黒の誓い
8
ポセイドン研究所。
海底にありその存在すらごく一部にしか知られていない。しかしそこの主で研究者のジェームズ・リリアンは世界的に有名な学者であった。彼は世間的には失踪したことになっており、彼自身、その私生活も過去も謎に包まれていた。海底の扉はここ十年、客を寄せ付けず静かに沈んでいた。
しかし今、その扉の前に鎮座する巨大な船の中から、扉は開かれようとしていた。
「ここがポセイドン研究所か」
海底の砂にまぎれた扉の前でヴァルディスは呟いた。船の中から見るだけでは何の魔術もかかっていないように見える。
「何の魔術もなしか?」
「ジェームズ・リリアン博士は大の魔術嫌いなんだよ、変人だろ」
魔術が世界を支えるクロノスにおいて、魔術嫌いなど変人以外の何者でもなかった。レオニクスも呆れたように呟く。

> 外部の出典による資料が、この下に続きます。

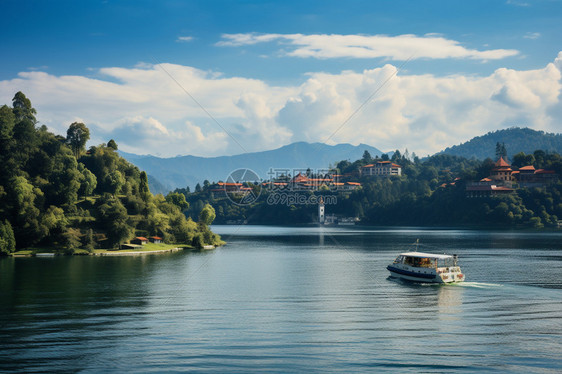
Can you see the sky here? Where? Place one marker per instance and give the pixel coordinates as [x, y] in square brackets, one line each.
[212, 78]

「彼なら俺のキメラを解明できるかと思って連絡したことあるけど門前払い食らったしな」
「ではなぜここがいいと言ったのだ?」
魔術嫌いなものに、魔術の強化を頼むなど愚の骨頂である。ここを推したレオニクスにヴァルディスは怪訝そうに尋ねた。
レオニクスは「んー」と首をひねった。
「変人だけど、頭脳は最高だから。それに、ここなら試作品も出来るくらいの設備はあるはずだし」
『リリアン博士は魔術嫌いだが魔術の研究においては第一人者でもある』
「分かりませんね。嫌いなのにどうして研究を?」
『どうやったら魔術を根底から破壊できるか知りたくて研究しているらしい』
「…変な奴だな」
「変人だろ?」
レオニクスはくすっと笑った。硝子越しに見える研究所のドアをゴールデンシャーク号自慢の光速レーザー砲で撃ち抜いているところだ。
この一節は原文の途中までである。